Fikadey, 21, has been in Israel seven years and told CNN the military recently honored him for his social work in the community.
The anti-police demonstrations in Israel have been compared to those in the United States over police treatment of African-Americans. “Both cases are about racial profiling — people feeling they’re being targeted by police because of their skin color,” Ben-Porat said.
The issues also run deeper. “Their frustrations are not just about the police but also the education system, the economic system — they have lots of grudges,” he said. “Police violence is just the trigger; the feelings are about much wider issues.”
Tackling the issues could take generations
After the clashes between protesters and police Sunday, Israeli Prime Minister Benjamin Netanyahu announced he would meet with leaders in the Ethiopian community as well as the soldier who was assaulted in the video.

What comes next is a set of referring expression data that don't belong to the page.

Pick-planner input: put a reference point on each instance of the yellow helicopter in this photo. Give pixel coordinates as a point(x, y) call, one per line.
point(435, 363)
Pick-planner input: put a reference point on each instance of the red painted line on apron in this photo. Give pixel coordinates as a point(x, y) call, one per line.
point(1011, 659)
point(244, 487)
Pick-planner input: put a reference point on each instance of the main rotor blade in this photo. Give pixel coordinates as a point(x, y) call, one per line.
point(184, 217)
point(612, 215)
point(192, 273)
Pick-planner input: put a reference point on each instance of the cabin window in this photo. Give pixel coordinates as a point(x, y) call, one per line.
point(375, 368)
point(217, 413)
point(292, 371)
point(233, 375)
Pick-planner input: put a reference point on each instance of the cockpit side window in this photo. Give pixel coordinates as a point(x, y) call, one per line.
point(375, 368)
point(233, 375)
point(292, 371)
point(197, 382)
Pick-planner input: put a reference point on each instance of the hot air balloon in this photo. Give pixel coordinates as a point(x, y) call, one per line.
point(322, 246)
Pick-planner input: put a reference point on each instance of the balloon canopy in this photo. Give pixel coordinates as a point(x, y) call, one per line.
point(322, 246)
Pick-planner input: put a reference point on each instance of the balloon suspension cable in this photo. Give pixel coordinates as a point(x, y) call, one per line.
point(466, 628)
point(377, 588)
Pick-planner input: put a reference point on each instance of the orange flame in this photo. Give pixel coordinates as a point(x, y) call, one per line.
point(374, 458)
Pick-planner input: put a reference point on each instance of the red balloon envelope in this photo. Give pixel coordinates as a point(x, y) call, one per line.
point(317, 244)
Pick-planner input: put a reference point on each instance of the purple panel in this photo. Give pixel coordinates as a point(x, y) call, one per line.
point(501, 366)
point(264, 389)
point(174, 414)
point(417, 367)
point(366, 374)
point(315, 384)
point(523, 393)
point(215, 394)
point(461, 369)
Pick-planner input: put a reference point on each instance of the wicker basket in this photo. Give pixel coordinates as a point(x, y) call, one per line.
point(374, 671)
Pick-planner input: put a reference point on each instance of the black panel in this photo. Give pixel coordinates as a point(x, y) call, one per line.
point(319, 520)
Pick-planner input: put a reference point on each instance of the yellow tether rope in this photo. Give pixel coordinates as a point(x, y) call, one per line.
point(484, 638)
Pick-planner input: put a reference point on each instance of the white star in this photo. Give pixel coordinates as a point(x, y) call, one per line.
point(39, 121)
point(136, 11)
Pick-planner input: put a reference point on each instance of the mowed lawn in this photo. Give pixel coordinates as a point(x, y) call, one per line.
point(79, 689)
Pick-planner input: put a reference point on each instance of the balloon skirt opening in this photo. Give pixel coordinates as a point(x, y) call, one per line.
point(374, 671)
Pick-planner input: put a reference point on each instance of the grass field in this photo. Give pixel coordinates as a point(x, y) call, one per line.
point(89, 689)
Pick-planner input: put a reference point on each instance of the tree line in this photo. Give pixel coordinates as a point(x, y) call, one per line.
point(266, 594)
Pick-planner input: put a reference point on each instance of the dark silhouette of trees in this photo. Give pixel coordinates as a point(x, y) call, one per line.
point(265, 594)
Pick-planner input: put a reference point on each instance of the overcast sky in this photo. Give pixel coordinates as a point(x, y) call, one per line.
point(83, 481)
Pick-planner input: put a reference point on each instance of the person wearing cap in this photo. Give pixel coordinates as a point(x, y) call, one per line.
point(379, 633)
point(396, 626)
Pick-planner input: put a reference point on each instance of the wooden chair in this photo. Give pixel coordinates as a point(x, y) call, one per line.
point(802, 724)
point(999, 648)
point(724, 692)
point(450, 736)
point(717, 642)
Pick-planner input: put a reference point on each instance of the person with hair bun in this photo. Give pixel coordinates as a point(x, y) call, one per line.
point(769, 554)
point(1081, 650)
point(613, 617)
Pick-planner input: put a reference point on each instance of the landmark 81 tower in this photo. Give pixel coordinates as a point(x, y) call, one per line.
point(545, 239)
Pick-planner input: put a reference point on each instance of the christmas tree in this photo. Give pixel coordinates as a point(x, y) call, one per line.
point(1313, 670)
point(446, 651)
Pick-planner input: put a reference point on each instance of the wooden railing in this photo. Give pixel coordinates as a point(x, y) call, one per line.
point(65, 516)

Landis, the Center for Middle East Studies director, said that’s a positive sign, but just the start on a long road. “It’s going to require a dialogue that goes on for years and generations, as we’ve found in the United States,” he said. “There can’t just be a civil rights movement of a few years and it goes away. This is an ongoing problem, and it’s very deep-seated. It’s socially ingrained.”
The Israeli President appeared to agree in his comments about the situation. “We must look directly at this open wound,” he said. “We have erred. We did not look, and we did not listen enough.”